Engine static test firings
| Date | Achieved thrust | Duration | Engine name |
|---|---|---|---|
| February, 2018 | 70 kN | 4 seconds | "G-70" One Vision Engine |
| May, 2018 | 75 kN | 12 seconds | Eris First/Second Stage Engine |
| August, 2018 | 80 kN | 17 seconds | Eris First/Second Stage Engine |
| January, 2020 | 91 kN | 10 seconds | Eris First/Second Stage Engine |
| June, 2020 | Unknown | 45 seconds | Eris Third Stage Engine |
| July, 2020 | Unknown | 110 seconds | Eris Third Stage Engine |
| February, 2021 | 90 kN | 30 seconds | Eris First/Second Stage Engine |
| January 2022 | 110 kN | 75 seconds | Eris hybrid First/Second Stage Engine |
| November 2022 | 115 kN | 100 seconds | Eris hybrid First/Second Stage Engine |

== Bowen Orbital Spaceport (BOS) ==

In May 2021, results from an environmental and technical study conducted by the Queensland Government for Abbot Point, Bowen gave Gilmour the green light to begin work on an orbital launch facility located in the Abbot Point Development Area.

Since then, the company has engaged with the indigenous Juru people and local businesses to construct the Bowen Orbital Spaceport. When approved, this privately operated site will provide Gilmour Space with launch access to 20° to 65° low- to mid-inclination equatorial orbits.

Following final approvals from the Federal Government and Australian Space Agency, BOS became Australia's first commercial orbital spaceport on the 5th of March 2024, with its maiden launch of Eris-1 (also Australia's first orbital launch vehicle) originally planned for later in 2024. Following delays with the issuance of launch permits, this was pushed back to March 2025, but licensing issues continued to delay the launch.

== Launches ==
Launch attempts are listed chronologically. Launches are expected to take place "no earlier than" (NET) the listed date.

=== 2025 ===

| Flight No. | Date and time (UTC) | Launch site | Orbit | Launch Outcome |
| 1 | 29 July 2025, 10:35pm UTC (30 July 2025, 8:35am AEST) | Bowen Orbital Spaceport | LEO (planned) | Failure |
Maiden flight of Eris-1, 'Eris TestFlight 1'. Eris-1 attempted to reach low Earth orbit. On 4 May 2025, Gilmour Space announced that they had received approval from CASA, and that they were still waiting on final clearance from the ASA, which was granted on the 9th. They also stated their intention to open a two-week launch window starting on 15 May. The company was forced to postpone its first launch attempt on the morning of the 15th due to a technical issue with the rocket's electrical system. Co-founder and CEO Adam Gilmour announced their intention to make another launch attempt the following morning. However, the second attempt also had to be scrubbed after an unexplained anomaly caused the rocket's payload failing to separate while it was still on the launch pad. Gilmour Space reported no damage to property or personnel. Eris attempted lift-off on 30 July, with the mission ending in failure after 14 seconds of flight time.

== Others ==
In February 2018 (since lapsed), Gilmour Space signed a reimbursable Space Act Agreement with NASA to collaborate on various research, technology development and educational initiatives, including the testing of its MARS rover at Kennedy Space Center.

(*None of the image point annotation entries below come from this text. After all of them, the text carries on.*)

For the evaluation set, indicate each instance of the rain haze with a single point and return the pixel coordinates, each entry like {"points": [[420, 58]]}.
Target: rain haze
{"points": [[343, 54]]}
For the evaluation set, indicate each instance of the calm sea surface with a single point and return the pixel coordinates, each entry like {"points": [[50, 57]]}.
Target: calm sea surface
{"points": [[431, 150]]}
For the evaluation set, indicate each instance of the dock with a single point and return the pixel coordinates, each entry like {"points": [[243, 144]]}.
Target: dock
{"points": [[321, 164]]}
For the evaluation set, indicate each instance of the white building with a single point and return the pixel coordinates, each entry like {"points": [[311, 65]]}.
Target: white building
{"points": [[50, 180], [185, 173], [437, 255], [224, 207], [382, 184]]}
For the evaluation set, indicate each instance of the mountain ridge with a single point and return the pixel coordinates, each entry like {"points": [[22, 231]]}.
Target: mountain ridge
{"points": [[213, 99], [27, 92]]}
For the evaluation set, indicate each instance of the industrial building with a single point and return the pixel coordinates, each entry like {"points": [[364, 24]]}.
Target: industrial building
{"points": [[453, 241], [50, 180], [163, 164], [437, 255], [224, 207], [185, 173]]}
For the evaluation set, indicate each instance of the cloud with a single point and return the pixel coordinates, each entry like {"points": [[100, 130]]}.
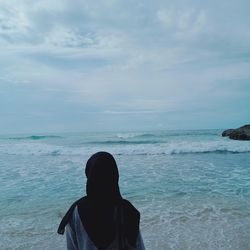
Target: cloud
{"points": [[124, 57]]}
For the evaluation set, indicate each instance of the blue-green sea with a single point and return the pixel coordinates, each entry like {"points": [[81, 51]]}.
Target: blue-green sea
{"points": [[191, 187]]}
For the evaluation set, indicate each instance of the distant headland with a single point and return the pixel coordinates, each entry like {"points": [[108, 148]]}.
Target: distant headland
{"points": [[242, 133]]}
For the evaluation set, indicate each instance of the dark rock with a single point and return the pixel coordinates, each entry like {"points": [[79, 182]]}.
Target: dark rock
{"points": [[242, 133]]}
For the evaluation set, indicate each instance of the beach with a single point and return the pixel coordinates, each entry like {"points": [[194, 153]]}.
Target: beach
{"points": [[192, 187]]}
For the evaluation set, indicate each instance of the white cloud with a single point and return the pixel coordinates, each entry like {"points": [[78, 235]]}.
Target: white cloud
{"points": [[123, 56]]}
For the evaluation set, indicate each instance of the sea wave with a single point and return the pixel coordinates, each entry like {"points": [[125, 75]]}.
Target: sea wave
{"points": [[35, 137], [135, 135], [170, 148]]}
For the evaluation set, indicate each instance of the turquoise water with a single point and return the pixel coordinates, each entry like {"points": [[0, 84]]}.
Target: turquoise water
{"points": [[192, 187]]}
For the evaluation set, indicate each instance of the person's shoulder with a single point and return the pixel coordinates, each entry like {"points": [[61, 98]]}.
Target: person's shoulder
{"points": [[68, 216], [130, 207]]}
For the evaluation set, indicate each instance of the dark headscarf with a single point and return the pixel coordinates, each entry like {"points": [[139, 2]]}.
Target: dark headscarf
{"points": [[97, 210]]}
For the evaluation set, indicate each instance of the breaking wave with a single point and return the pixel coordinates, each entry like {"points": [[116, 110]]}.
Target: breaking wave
{"points": [[35, 137], [137, 148]]}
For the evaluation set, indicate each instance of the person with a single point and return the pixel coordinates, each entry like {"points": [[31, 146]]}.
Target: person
{"points": [[102, 220]]}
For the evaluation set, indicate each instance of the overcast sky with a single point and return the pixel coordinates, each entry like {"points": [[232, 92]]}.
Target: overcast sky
{"points": [[87, 65]]}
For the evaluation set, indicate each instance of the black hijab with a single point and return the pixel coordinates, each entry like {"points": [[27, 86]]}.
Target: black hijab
{"points": [[103, 212]]}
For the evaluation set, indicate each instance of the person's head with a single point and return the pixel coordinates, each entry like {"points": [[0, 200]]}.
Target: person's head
{"points": [[102, 178]]}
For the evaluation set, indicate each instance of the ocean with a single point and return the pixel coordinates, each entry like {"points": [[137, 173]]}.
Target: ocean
{"points": [[191, 187]]}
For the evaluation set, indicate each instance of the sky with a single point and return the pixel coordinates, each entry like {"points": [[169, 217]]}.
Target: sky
{"points": [[87, 65]]}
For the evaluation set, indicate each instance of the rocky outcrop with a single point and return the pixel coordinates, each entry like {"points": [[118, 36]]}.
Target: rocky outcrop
{"points": [[242, 133]]}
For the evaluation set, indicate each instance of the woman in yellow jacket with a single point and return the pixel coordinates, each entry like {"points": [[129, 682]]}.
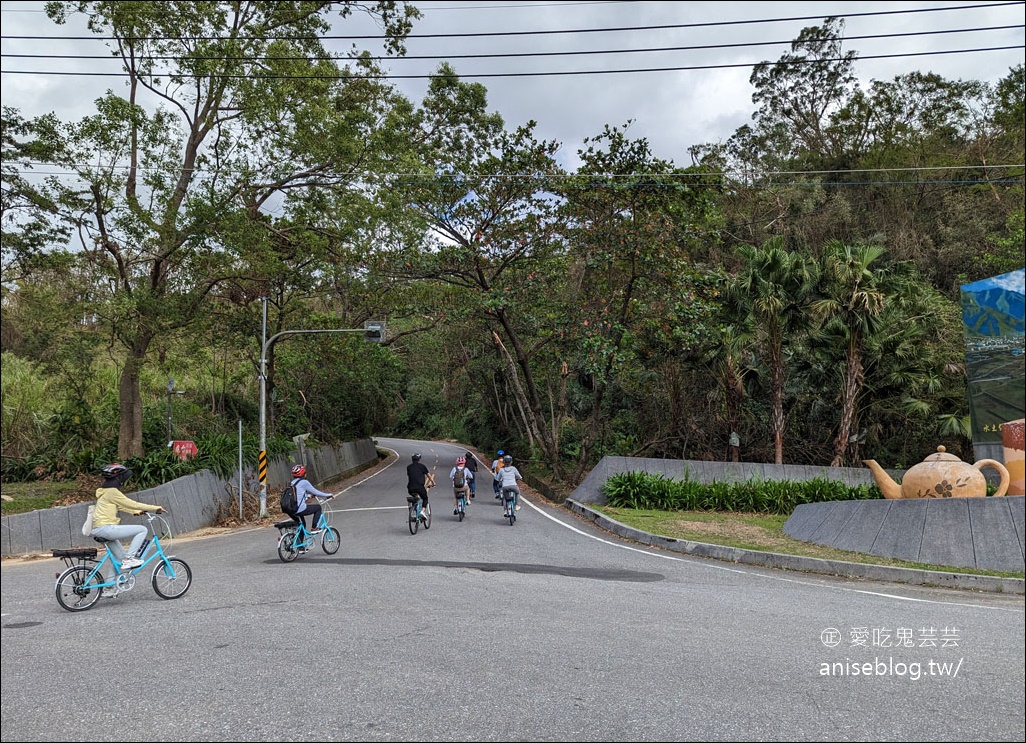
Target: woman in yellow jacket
{"points": [[106, 524]]}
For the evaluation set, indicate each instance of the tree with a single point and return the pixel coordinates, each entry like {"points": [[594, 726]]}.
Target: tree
{"points": [[251, 87], [630, 220], [768, 303]]}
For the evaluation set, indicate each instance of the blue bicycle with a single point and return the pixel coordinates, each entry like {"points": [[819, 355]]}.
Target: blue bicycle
{"points": [[83, 583], [461, 504], [296, 539]]}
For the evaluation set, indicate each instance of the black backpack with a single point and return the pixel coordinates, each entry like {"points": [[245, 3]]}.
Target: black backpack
{"points": [[288, 503]]}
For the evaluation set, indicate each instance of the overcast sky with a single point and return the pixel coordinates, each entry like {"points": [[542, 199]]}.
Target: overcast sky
{"points": [[671, 107]]}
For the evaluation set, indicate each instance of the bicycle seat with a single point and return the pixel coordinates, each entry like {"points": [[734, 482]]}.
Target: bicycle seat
{"points": [[76, 553]]}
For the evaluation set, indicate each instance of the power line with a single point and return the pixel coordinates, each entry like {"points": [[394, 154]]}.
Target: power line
{"points": [[700, 47], [490, 34], [481, 75], [614, 177]]}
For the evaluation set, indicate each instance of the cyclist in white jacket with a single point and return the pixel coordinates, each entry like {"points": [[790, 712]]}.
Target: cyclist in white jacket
{"points": [[508, 477]]}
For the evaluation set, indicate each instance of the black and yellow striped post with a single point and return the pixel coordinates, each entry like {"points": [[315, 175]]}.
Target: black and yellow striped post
{"points": [[262, 469]]}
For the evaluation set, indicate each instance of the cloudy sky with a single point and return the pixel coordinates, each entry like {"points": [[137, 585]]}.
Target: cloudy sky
{"points": [[576, 67]]}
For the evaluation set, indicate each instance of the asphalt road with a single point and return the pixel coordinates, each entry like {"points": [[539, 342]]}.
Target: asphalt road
{"points": [[549, 629]]}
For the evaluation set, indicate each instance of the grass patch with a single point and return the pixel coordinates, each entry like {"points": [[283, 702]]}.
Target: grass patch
{"points": [[35, 496], [760, 532]]}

In December 2019, Gilmour Space signed a statement of strategic intent with the Australian Space Agency as a demonstration of its commitment to launch Australia to space.

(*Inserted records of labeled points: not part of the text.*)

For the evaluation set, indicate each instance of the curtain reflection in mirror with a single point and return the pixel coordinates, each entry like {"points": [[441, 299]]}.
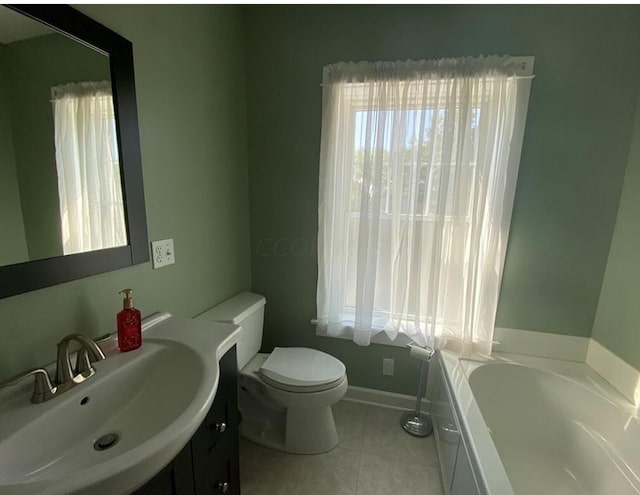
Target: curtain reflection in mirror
{"points": [[89, 185]]}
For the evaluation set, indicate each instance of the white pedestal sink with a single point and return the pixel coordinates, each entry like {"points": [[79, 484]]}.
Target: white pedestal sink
{"points": [[152, 400]]}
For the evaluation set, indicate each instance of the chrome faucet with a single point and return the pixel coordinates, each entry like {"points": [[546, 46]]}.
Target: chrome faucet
{"points": [[89, 353], [66, 377]]}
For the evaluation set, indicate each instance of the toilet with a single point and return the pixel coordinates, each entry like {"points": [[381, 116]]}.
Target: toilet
{"points": [[284, 397]]}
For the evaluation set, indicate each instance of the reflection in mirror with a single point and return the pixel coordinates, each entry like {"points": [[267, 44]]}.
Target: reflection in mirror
{"points": [[60, 184]]}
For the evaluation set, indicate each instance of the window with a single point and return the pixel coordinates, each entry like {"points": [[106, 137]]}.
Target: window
{"points": [[417, 173], [89, 185]]}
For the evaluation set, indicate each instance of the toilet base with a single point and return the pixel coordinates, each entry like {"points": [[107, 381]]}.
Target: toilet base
{"points": [[289, 431], [297, 429]]}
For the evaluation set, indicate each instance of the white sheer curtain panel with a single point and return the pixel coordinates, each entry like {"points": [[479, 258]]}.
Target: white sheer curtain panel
{"points": [[89, 186], [418, 167]]}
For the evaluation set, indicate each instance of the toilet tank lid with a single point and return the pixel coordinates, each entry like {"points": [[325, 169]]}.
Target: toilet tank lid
{"points": [[235, 309]]}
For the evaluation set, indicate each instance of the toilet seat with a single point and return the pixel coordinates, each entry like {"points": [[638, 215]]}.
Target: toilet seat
{"points": [[298, 369]]}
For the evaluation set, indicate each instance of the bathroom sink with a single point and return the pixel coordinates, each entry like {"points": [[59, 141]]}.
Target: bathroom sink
{"points": [[119, 428]]}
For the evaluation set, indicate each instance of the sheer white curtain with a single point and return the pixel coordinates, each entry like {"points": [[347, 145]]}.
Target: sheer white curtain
{"points": [[418, 168], [89, 186]]}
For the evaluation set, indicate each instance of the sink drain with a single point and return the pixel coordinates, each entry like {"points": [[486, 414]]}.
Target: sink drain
{"points": [[106, 442]]}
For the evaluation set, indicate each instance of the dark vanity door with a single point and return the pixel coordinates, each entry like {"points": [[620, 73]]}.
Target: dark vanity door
{"points": [[208, 464]]}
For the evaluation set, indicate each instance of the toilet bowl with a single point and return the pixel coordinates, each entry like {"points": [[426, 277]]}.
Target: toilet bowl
{"points": [[285, 396]]}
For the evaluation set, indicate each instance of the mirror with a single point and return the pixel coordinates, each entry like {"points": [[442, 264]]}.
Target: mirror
{"points": [[71, 197]]}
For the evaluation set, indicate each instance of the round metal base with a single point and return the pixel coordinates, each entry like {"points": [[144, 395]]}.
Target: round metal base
{"points": [[416, 425]]}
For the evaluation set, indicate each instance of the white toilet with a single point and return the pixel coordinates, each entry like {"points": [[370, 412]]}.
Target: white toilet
{"points": [[284, 397]]}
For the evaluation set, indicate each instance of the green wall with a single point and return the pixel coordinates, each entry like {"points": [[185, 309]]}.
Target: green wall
{"points": [[33, 67], [573, 159], [190, 82], [617, 322], [13, 248]]}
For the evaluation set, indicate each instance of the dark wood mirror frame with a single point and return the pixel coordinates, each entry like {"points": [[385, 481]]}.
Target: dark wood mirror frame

In June 2022, it was confirmed that Gilmour Space had been awarded a federal Modern Manufacturing Initiative Collaboration grant worth $52 million to establish the Australian Space Manufacturing Network (ASMN).

In mid-2024, construction was finalised on a 10,000 sqm advanced manufacturing facility in Yatala, Queensland, which will also serve as Gilmour Space's new headquarters. The facility is a large warehouse with an annexe for corporate offices, and is located within the Stockland Distribution Centre South.